Why a Log Home?
Strength: Interlocking logs screwed together with 10" or 14" screws ensures one of the strongest walls possible.
- Cost: Log homes cost more initially than the average frame home. However, once the log home is dried-in, your the interior of the outside walls are finished, as well as your downstairs ceiling and beams. This can certainly save you money as you finish your home.
- Insulation: Most log walls are about R-15 to R-22; most frame homes are R-11 to R-13. Log homes by Rocky Top Log Homes are designed with R-30 insulation overhead and all upstairs exterior walls are framed with 2x6s and can have R-19 insulation installed.
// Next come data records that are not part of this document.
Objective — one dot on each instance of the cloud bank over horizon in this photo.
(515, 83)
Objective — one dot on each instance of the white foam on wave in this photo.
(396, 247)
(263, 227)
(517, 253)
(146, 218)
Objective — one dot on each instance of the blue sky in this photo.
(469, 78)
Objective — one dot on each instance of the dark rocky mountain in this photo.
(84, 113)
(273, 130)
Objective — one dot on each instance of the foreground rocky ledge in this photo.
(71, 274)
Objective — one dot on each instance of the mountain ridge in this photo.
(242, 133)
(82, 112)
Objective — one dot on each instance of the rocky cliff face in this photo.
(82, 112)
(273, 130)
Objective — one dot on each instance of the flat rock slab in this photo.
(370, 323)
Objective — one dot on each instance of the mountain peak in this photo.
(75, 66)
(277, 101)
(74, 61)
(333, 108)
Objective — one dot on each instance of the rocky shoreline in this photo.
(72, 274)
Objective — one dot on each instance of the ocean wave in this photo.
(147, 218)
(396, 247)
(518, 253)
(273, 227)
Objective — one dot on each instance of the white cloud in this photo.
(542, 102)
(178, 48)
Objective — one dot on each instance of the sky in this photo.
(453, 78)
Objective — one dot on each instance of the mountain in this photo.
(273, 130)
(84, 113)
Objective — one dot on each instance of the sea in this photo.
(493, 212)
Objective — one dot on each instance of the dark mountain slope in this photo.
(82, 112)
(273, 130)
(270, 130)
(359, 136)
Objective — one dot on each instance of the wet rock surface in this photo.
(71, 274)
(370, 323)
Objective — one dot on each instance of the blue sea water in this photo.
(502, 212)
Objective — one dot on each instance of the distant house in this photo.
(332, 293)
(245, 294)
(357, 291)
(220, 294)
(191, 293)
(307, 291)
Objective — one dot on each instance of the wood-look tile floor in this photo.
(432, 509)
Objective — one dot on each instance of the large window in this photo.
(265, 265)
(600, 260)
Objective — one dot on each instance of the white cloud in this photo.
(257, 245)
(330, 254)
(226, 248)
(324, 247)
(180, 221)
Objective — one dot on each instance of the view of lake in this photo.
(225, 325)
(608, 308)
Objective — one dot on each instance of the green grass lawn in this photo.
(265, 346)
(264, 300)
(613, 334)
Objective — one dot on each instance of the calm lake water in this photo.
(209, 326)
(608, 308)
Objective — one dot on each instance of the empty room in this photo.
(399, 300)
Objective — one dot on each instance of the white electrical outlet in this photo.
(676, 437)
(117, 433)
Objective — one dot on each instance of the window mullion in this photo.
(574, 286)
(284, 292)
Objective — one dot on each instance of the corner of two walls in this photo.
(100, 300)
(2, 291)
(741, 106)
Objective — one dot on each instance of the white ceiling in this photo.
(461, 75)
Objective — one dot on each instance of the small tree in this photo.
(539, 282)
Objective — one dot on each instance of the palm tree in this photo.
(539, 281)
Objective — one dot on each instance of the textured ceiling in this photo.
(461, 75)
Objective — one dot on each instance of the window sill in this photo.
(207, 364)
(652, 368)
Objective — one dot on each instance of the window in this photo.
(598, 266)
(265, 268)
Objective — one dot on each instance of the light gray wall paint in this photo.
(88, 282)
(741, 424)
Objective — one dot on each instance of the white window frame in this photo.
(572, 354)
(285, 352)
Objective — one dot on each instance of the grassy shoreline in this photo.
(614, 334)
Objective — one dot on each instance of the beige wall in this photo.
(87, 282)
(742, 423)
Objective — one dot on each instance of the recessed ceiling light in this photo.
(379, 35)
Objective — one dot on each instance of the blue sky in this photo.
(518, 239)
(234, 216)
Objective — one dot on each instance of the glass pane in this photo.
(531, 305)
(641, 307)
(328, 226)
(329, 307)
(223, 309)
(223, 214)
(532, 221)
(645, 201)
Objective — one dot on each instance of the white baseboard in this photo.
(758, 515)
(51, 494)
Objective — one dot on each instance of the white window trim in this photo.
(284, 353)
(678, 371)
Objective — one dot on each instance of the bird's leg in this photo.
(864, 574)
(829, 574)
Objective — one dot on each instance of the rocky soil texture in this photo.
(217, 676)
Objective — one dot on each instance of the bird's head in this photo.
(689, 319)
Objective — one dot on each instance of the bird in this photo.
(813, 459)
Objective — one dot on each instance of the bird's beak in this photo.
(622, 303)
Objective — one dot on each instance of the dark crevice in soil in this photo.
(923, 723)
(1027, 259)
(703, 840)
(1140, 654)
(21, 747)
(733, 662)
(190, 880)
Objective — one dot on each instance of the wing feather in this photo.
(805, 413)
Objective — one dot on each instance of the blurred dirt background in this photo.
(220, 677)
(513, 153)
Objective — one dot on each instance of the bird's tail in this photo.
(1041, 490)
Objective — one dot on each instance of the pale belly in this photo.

- Durability: Properly TREATED and maintained, our homes and log will last well into the future. One can obtain a 10-year warranty that will insure most everything in your new home including electrical, plumbing, appliances, etc... All of our homes' foundations are pretreated for termites
- Design: After 35 years of building and designing over 300 homes, our work is anything but ordinary. We can design a home of any size, large or small. Log homes are good starter homes. We can design a smaller, starter home that can be added onto later and allow one to still enjoy the benefits of home ownership earlier in life. Log homes are great for this! ; Starting out small can help one avoid owing one's soul to a mortgage company!
- Insurance: No problem - Don't just take our word - call your insurance agent. One very good aspect of a log home is that the kindling temperature of a 6" or 8" log is about three times greater than that of an average frame home. Even a brick home is still framed with 2x4 walls and has a lower kindling temperature. In layman's terms, the fire must be three times hotter to burn the log.